Действительно, на дороге от пруда, пустой и безлюдной, как ноль, снова появились те двое полицейских. Они медленно шли к памятнику, где мы сидели. Меня охватила злость. Я вдруг почувствовал, что мужчину, которым сидел рядом со мной, они всегда беспокоят, и подумал: «Почему всегда, когда они появляются, он смотрит на часы. Тогда, полтора года назад, он этого не делал». Теперь, однако, он не отодвинулся и остался сидеть рядом со мной.
— Видишь, — сказал он, — они прохаживаются, сторожат, будто за кем-то следят, высматривают, хотя никого, кроме нас, здесь нет, еще не весна, а они тут как тут, сторожат и высматривают. Ну и что из того? Направляются сюда, чего их бояться? Пусть идут, пусть спросят мое удостоверение, пусть прочитают его, изучат, пусть меня возьмут, разве я делаю что-то плохое? Никогда ничего не бойся, — сказал он, — жизнь нелегка, а завтра, может, будет еще тяжелей, но это до поры до времени. Когда-нибудь жизнь станет все-таки лучше. Эта слежка, слежка… — Он махнул рукой в сторону полицейских, которые приближались. — Когда-нибудь это прекратится и все люди будут жить без них… Ты этого, конечно, дождешься, кто твой отец… — спросил он, но не стал ждать моего страшного, чудовищного ответа, от которого мне вдруг стало совсем плохо, а продолжал: — Настанет время, когда исчезнут узники, исчезнут тюремщики и псы, которые мешают людям жить, мешают взять жизнь в свои руки и не потерять ее, тогда во всем мире будут звучать только арфы. Арфы, на которых будут играть люди и ангелы, а не какой-нибудь ветер, разве что мирный легкий ветерок, который приятен листьям деревьев и римской пинии… Ты дождешься этого времени. Эта вооруженная сила уже не будет тебя преследовать. Вы пойдете по городу и будете играть на арфах собственной души, как написал один поэт, которому недавно выбили зубы… пойдете по свету и будете прислушиваться только к голосу собственного сердца, к мечте и желаниям, полетите, куда вас они понесут, — ведь для этого у вас крылья, они вас понесут даже ж… — он наклонился ко мне, — к солнцу… Вы будете жить по-человечески. Ты этого дождешься, обязательно дождешься, пусть будет тебе тридцать, сорок лет… — Он улыбнулся, а у меня внезапно возникло ощущение, что он говорит как пророк. — Но до того райского времени, — продолжал он, — ты должен быть спокойным и мирным. Но если потребуется восстать, то восстань и скажи все достаточно громко. Может, ты столкнешься с тем, что придется отступить, но ты по крайней мере сказал свое слово, высказался, у тебя будет спокойная совесть, что ты сделал все, что было в твоей власти, а не поддакивал волкам. Право на протест никто никогда ни у кого не отнимет, даже в тюрьме, и в этом наше великое счастье…

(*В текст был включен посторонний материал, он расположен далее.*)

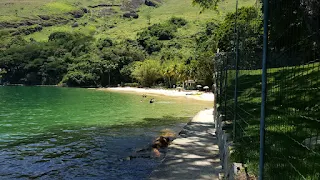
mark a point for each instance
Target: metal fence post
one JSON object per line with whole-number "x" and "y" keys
{"x": 237, "y": 73}
{"x": 264, "y": 88}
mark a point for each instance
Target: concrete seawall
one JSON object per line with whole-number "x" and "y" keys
{"x": 194, "y": 154}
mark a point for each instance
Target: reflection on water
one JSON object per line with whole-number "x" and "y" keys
{"x": 89, "y": 152}
{"x": 67, "y": 133}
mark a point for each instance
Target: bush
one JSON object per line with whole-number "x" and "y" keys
{"x": 162, "y": 31}
{"x": 178, "y": 21}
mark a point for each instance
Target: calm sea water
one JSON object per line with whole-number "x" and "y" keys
{"x": 68, "y": 133}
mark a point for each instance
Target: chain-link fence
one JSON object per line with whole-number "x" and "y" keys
{"x": 292, "y": 107}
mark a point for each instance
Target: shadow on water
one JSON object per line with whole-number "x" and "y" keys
{"x": 194, "y": 155}
{"x": 73, "y": 152}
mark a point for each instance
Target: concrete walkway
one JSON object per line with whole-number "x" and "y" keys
{"x": 194, "y": 154}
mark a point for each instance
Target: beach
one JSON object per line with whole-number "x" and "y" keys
{"x": 196, "y": 95}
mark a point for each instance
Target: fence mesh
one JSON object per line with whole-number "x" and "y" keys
{"x": 292, "y": 147}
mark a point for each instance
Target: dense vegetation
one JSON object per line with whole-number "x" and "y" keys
{"x": 164, "y": 53}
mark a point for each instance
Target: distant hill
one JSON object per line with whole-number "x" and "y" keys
{"x": 117, "y": 19}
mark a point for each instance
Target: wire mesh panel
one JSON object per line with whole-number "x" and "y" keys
{"x": 292, "y": 136}
{"x": 293, "y": 97}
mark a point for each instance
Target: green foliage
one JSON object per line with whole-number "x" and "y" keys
{"x": 178, "y": 21}
{"x": 147, "y": 72}
{"x": 207, "y": 4}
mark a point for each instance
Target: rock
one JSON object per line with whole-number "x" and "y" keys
{"x": 161, "y": 142}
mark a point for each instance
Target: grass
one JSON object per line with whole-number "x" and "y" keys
{"x": 293, "y": 112}
{"x": 18, "y": 10}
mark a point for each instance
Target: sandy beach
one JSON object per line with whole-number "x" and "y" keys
{"x": 202, "y": 96}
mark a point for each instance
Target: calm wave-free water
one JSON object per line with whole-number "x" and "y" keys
{"x": 70, "y": 133}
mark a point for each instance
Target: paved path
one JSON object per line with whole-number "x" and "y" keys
{"x": 194, "y": 154}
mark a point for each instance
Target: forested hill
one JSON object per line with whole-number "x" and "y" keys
{"x": 83, "y": 43}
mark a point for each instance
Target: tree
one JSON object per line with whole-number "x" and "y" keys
{"x": 147, "y": 72}
{"x": 206, "y": 4}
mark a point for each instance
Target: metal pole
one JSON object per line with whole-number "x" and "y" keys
{"x": 237, "y": 74}
{"x": 264, "y": 87}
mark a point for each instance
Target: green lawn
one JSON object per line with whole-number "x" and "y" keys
{"x": 293, "y": 111}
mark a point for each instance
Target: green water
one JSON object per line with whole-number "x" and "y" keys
{"x": 66, "y": 133}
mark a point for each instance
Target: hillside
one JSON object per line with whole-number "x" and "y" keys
{"x": 22, "y": 17}
{"x": 99, "y": 43}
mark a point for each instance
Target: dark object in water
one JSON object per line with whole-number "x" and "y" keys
{"x": 161, "y": 142}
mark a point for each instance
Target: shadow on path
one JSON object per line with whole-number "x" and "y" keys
{"x": 194, "y": 154}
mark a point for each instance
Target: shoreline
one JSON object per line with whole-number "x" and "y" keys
{"x": 195, "y": 95}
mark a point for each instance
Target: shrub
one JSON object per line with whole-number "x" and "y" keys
{"x": 178, "y": 21}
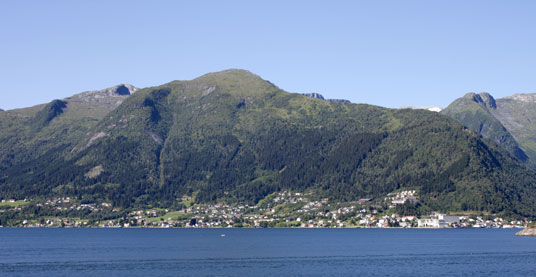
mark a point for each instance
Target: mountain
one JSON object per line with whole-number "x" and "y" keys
{"x": 319, "y": 96}
{"x": 233, "y": 137}
{"x": 429, "y": 108}
{"x": 37, "y": 132}
{"x": 506, "y": 121}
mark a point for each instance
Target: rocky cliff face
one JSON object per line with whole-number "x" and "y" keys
{"x": 488, "y": 117}
{"x": 321, "y": 97}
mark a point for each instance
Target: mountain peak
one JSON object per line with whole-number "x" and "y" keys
{"x": 232, "y": 73}
{"x": 314, "y": 95}
{"x": 523, "y": 97}
{"x": 482, "y": 98}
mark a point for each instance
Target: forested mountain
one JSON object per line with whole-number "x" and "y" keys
{"x": 507, "y": 121}
{"x": 233, "y": 137}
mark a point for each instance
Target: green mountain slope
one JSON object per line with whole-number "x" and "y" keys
{"x": 518, "y": 114}
{"x": 28, "y": 134}
{"x": 507, "y": 121}
{"x": 476, "y": 112}
{"x": 233, "y": 137}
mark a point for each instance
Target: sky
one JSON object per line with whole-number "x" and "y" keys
{"x": 386, "y": 53}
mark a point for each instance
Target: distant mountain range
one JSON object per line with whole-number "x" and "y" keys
{"x": 507, "y": 121}
{"x": 233, "y": 137}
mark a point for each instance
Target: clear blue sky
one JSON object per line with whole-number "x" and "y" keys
{"x": 387, "y": 53}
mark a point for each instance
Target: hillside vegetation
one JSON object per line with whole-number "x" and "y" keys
{"x": 232, "y": 137}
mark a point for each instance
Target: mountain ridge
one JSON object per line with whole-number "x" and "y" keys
{"x": 233, "y": 137}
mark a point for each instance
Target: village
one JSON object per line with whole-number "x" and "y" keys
{"x": 281, "y": 209}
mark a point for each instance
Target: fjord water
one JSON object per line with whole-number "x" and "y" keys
{"x": 265, "y": 252}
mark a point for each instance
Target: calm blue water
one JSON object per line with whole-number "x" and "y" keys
{"x": 266, "y": 252}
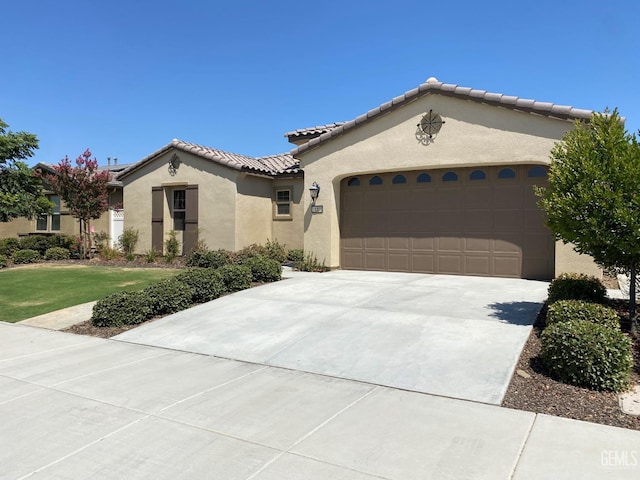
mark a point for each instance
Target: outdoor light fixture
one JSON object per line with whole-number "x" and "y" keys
{"x": 315, "y": 192}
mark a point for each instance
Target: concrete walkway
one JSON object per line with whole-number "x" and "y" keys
{"x": 82, "y": 407}
{"x": 447, "y": 335}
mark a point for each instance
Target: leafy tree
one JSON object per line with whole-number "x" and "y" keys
{"x": 593, "y": 198}
{"x": 84, "y": 191}
{"x": 20, "y": 190}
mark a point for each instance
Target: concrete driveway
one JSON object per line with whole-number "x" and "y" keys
{"x": 447, "y": 335}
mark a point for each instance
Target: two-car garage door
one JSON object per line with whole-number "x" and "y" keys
{"x": 466, "y": 221}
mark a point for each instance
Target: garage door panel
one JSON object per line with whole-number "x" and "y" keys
{"x": 506, "y": 266}
{"x": 478, "y": 245}
{"x": 398, "y": 262}
{"x": 451, "y": 243}
{"x": 478, "y": 265}
{"x": 478, "y": 221}
{"x": 375, "y": 260}
{"x": 488, "y": 227}
{"x": 423, "y": 244}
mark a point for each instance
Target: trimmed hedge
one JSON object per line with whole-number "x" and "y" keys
{"x": 586, "y": 354}
{"x": 168, "y": 296}
{"x": 206, "y": 284}
{"x": 264, "y": 269}
{"x": 57, "y": 253}
{"x": 121, "y": 308}
{"x": 575, "y": 286}
{"x": 208, "y": 258}
{"x": 25, "y": 256}
{"x": 235, "y": 277}
{"x": 564, "y": 310}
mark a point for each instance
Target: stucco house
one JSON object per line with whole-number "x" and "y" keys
{"x": 437, "y": 180}
{"x": 60, "y": 221}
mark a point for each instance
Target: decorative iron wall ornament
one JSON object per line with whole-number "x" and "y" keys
{"x": 429, "y": 126}
{"x": 174, "y": 163}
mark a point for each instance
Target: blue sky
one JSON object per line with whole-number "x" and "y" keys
{"x": 126, "y": 77}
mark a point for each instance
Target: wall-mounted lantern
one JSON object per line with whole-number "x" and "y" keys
{"x": 315, "y": 192}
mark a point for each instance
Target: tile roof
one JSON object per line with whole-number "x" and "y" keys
{"x": 431, "y": 86}
{"x": 272, "y": 165}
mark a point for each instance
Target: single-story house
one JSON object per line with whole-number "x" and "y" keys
{"x": 60, "y": 221}
{"x": 438, "y": 180}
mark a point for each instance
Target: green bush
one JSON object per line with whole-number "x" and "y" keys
{"x": 128, "y": 241}
{"x": 39, "y": 243}
{"x": 168, "y": 296}
{"x": 206, "y": 284}
{"x": 564, "y": 310}
{"x": 9, "y": 245}
{"x": 275, "y": 251}
{"x": 25, "y": 256}
{"x": 208, "y": 258}
{"x": 57, "y": 253}
{"x": 235, "y": 277}
{"x": 586, "y": 354}
{"x": 121, "y": 308}
{"x": 576, "y": 286}
{"x": 296, "y": 255}
{"x": 252, "y": 250}
{"x": 264, "y": 269}
{"x": 310, "y": 264}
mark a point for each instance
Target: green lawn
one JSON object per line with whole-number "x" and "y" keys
{"x": 33, "y": 290}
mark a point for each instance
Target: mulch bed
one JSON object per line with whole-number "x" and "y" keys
{"x": 541, "y": 393}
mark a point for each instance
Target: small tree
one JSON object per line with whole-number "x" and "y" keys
{"x": 20, "y": 190}
{"x": 84, "y": 191}
{"x": 593, "y": 198}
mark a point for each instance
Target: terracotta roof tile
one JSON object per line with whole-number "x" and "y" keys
{"x": 272, "y": 165}
{"x": 433, "y": 86}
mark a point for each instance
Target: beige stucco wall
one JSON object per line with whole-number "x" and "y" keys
{"x": 216, "y": 198}
{"x": 253, "y": 210}
{"x": 290, "y": 232}
{"x": 474, "y": 134}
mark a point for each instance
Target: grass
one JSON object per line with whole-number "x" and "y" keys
{"x": 29, "y": 291}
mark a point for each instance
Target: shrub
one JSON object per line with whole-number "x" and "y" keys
{"x": 564, "y": 310}
{"x": 296, "y": 255}
{"x": 57, "y": 253}
{"x": 235, "y": 277}
{"x": 172, "y": 246}
{"x": 168, "y": 296}
{"x": 310, "y": 264}
{"x": 121, "y": 308}
{"x": 9, "y": 245}
{"x": 208, "y": 258}
{"x": 587, "y": 354}
{"x": 26, "y": 256}
{"x": 128, "y": 241}
{"x": 206, "y": 284}
{"x": 576, "y": 286}
{"x": 252, "y": 250}
{"x": 108, "y": 253}
{"x": 39, "y": 243}
{"x": 264, "y": 269}
{"x": 275, "y": 251}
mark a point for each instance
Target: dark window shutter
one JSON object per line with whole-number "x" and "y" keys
{"x": 157, "y": 209}
{"x": 191, "y": 219}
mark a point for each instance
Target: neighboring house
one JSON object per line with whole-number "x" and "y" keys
{"x": 60, "y": 221}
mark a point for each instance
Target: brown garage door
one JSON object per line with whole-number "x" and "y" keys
{"x": 456, "y": 221}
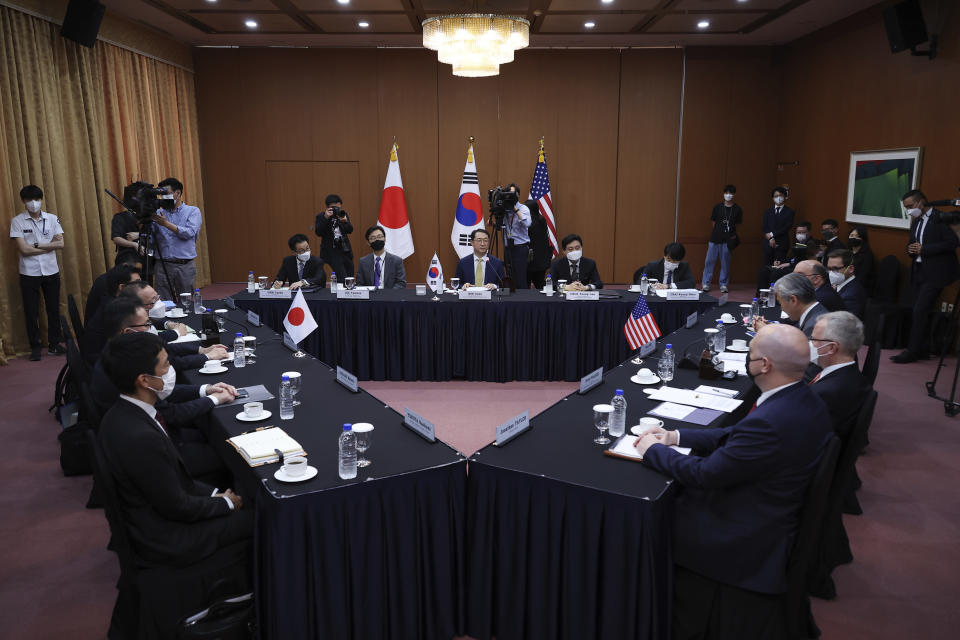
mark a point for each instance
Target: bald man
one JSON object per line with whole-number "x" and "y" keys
{"x": 738, "y": 513}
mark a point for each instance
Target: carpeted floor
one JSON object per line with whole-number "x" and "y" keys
{"x": 57, "y": 579}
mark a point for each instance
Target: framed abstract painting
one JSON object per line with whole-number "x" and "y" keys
{"x": 877, "y": 182}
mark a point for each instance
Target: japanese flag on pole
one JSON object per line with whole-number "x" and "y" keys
{"x": 393, "y": 211}
{"x": 435, "y": 275}
{"x": 469, "y": 208}
{"x": 299, "y": 322}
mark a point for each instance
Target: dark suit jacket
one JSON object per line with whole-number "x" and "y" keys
{"x": 313, "y": 271}
{"x": 393, "y": 274}
{"x": 939, "y": 253}
{"x": 682, "y": 276}
{"x": 739, "y": 510}
{"x": 170, "y": 516}
{"x": 560, "y": 270}
{"x": 493, "y": 272}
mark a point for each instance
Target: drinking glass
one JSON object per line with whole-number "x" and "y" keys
{"x": 601, "y": 416}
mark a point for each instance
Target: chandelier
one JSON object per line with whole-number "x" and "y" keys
{"x": 476, "y": 44}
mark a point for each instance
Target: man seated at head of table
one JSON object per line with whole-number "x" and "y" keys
{"x": 172, "y": 518}
{"x": 380, "y": 269}
{"x": 798, "y": 300}
{"x": 743, "y": 489}
{"x": 479, "y": 269}
{"x": 300, "y": 269}
{"x": 580, "y": 273}
{"x": 671, "y": 271}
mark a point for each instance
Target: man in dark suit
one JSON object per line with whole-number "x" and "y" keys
{"x": 820, "y": 278}
{"x": 777, "y": 222}
{"x": 333, "y": 226}
{"x": 843, "y": 277}
{"x": 739, "y": 510}
{"x": 580, "y": 273}
{"x": 380, "y": 269}
{"x": 671, "y": 271}
{"x": 172, "y": 518}
{"x": 933, "y": 254}
{"x": 301, "y": 269}
{"x": 471, "y": 267}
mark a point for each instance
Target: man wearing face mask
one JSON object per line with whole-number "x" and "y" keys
{"x": 777, "y": 222}
{"x": 739, "y": 512}
{"x": 933, "y": 266}
{"x": 380, "y": 269}
{"x": 671, "y": 271}
{"x": 39, "y": 236}
{"x": 301, "y": 269}
{"x": 176, "y": 228}
{"x": 173, "y": 518}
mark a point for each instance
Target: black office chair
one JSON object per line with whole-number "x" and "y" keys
{"x": 798, "y": 616}
{"x": 834, "y": 548}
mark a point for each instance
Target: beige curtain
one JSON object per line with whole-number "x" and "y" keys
{"x": 74, "y": 121}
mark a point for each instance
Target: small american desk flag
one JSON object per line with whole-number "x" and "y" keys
{"x": 641, "y": 328}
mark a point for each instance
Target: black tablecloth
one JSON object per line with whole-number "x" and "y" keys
{"x": 377, "y": 557}
{"x": 566, "y": 543}
{"x": 397, "y": 335}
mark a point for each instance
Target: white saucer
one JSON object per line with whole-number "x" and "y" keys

На этот раз полицейские не повернули назад, как это делали раньше, они были чем-то обеспокоены, направлялись к памятнику и приближались к нам, как два зловещих существа из иного мира, который мне вдруг показался каким-то далеким и чужим, и я заметил, что они, оперев руки на эфесы сабель, смотрят на нас в своих шлемах; я заметил, что они осматривают пространство вокруг совершенно пустых скамеек, словно видят там то, чего там вообще не было; я заметил, что они глядят даже на склоненную голову графа Штернберга, смотрящего с постамента на цветок, который был у него в руке; и, наконец, я заметил, что глаза у них прищуренные и холодные, как глаза кошки, дикого зверя и… ну, конечно! Ведь это был весь мой жалкий мир, мои несчастные пенаты. Мой собеседник стряхнул пепел, посмотрел на памятник и сказал:
— Доницетти сошел с ума, но написал «Лючию» и «Дона Паскуале», «Любовный напиток»… Ваш Сметана «Мое отечество», Франсуа Вийон — свои «Баллады», Уайльд — «Дориана Грея»… А что сделали эти? Ничего, кроме того, что ходят по городу, следят, упиваются тем, что сидят в кабинетах и принимают беженцев, умеют угрожать и арестовывать, но этого мало. Этого плачевно мало для людей. Я готов биться об заклад, что в их душе никогда не звучала ни одна высокая струна, они не имеют даже малейшего представления о ее существовании, убежден, что они никогда не мечтали… Может, они слышат другие струны? Те, темные… Но, — сказал он вдруг и немного жалобно, будто хотел остановить себя, — но, может, я на них немного клевещу? Может, я ошибаюсь? Может, я ошибаюсь? Если это так, то я был бы счастлив. Возможно, что я ошибаюсь.